Generative AI text-to-speech: Bark examples
Monster API also lets users carry out text-based image editing via InstructPix2Pix, transcribe speech using Whisper, and convert text to an audio file using the Suno AI Bark model. Just considering the opportunities of text-to-speech, which has been described as ‘the ultimate audio generation model’, there are loads of business use cases to explore. For example, generative AI text-to-speech makes it easy to produce multilingual content, music, background noises, sound effects, and non-verbal communications.
Suno.ai, which has a waitlist for its foundation models for generative audio AI, has examples produced using Bark text-to-speech. And they are very impressive – so much so that this writer will be using Monster API to put the algorithm to the test for themselves.
How to use Monster API
Signing up to Monster API gets 2500 free credits, and TechHQ used the distributed computing service to generate the images seen in this article (pictures created in landscape mode used 7 credits, based on our research). To access the services you need first to generate an API key and bearer token and then cut and paste the code examples for the model that you want to use. In our case, we fired up Stable Diffusion’s text-to-image generation.
Google’s colab notebooks are a convenient way to run Python in a browser. And pasting the API key and bearer token details into the code, together with the text-to-image prompt and other model parameters, successfully produced a POST request sent to the distributed cloud compute with a process id.
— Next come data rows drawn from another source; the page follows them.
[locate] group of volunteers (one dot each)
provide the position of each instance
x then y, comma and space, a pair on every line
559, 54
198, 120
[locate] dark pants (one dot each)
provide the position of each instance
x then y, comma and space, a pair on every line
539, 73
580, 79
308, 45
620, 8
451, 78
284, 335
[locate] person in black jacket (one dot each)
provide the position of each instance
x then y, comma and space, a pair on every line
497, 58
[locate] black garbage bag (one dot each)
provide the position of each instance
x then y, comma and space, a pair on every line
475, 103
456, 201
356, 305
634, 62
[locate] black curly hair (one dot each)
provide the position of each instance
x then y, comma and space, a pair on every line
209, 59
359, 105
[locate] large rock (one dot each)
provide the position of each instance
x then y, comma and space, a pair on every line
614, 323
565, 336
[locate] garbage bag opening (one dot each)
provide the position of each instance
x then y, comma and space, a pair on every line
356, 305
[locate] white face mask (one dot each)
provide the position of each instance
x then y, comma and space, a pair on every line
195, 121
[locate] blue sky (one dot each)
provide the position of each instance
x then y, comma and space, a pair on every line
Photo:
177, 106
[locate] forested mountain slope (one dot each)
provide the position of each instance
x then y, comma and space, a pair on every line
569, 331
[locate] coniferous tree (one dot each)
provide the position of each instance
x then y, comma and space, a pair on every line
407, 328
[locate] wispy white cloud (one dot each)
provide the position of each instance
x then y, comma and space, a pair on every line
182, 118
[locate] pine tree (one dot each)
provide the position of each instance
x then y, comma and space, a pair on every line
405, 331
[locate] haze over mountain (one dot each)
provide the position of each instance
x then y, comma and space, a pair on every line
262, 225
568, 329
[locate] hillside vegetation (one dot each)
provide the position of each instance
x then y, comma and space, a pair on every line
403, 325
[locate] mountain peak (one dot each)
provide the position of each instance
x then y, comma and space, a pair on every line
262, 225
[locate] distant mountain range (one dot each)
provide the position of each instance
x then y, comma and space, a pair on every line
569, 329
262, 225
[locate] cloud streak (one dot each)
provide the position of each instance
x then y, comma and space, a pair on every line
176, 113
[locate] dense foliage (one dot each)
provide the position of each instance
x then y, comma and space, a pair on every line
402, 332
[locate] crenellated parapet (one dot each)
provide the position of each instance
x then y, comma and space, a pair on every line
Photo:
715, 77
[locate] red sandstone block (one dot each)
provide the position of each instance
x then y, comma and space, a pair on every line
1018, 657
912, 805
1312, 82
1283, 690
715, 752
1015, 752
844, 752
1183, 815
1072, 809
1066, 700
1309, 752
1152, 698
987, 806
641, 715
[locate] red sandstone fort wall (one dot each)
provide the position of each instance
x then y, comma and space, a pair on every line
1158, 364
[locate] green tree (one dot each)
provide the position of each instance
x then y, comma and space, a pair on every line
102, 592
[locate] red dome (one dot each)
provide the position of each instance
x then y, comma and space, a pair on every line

The next step, to retrieve the generative AI image, is to issue a fetch request – again using a snippet of Python code – including the process id, as well as API key and bearer token details. Running the colab notebook cell produces a message saying that the fetch request has been processed successfully, and the status is changed to completed. The output includes a weblink that allows the user to access and download the text-to-image generative ai model result.
So, before considering a mainstream cloud computing provider, you might – if the idea of Airbnb for GPUs appeals – consider a distributed, crowdsourced alternative. And the payback could be attractive if the business model works as promised.